Log-concave poset inequalities

TL;DR

This paper establishes new log-concavity inequalities for various set systems like matroids and greedoids, extending Mason conjectures and employing combinatorial linear algebra techniques.

Contribution

It introduces combinatorial proofs of log-concavity inequalities for set systems, extending previous results and establishing equality conditions using linear algebra and greedoid language.

Findings

Proved log-concavity inequalities for weighted feasible words.

Extended Mason conjectures to broader classes of set systems.
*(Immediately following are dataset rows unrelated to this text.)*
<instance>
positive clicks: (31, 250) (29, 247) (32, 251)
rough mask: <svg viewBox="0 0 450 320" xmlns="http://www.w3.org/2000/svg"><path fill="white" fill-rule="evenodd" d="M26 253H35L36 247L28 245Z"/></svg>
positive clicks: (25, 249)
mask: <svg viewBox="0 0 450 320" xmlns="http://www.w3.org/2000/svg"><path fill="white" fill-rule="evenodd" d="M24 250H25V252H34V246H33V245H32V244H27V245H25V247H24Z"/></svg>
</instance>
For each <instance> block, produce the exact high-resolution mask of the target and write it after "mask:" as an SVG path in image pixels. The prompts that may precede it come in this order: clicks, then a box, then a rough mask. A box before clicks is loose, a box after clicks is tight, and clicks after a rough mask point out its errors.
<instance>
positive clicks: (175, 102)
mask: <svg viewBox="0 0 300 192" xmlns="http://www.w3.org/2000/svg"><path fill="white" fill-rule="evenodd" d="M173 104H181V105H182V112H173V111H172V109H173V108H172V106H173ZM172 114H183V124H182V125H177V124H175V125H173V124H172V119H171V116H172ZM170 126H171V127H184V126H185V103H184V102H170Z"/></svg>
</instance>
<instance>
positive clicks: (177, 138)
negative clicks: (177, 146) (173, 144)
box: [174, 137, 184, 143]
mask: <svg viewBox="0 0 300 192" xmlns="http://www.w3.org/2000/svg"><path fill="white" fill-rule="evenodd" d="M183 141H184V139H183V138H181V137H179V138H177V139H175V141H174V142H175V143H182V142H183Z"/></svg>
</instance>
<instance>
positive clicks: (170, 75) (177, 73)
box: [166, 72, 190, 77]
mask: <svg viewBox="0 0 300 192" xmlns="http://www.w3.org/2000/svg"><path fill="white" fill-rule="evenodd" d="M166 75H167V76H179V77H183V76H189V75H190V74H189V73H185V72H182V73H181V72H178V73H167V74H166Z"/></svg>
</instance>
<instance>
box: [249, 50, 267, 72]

Rederived and extended Stanley's inequality and equality conditions.

Abstract

We study combinatorial inequalities for various classes of set systems: matroids, polymatroids, poset antimatroids, and interval greedoids. We prove log-concavity inequalities for counting certain weighted feasible words, which generalize and extend several previous results establishing Mason conjectures for the numbers of independent sets of matroids. Notably, we prove matching equality conditions for both earlier inequalities and our extensions. In contrast with much of the previous work, our proofs are combinatorial and employ nothing but linear algebra. We use the language formulation of greedoids which allows a linear algebraic setup, which in turn can be analyzed recursively. The underlying non-commutative nature of matrices associated with greedoids allows us to proceed beyond polymatroids and prove the equality conditions. As further application of our tools, we rederive both Stanley's inequality on the number of certain linear extensions, and its equality conditions, which we then also extend to the weighted case.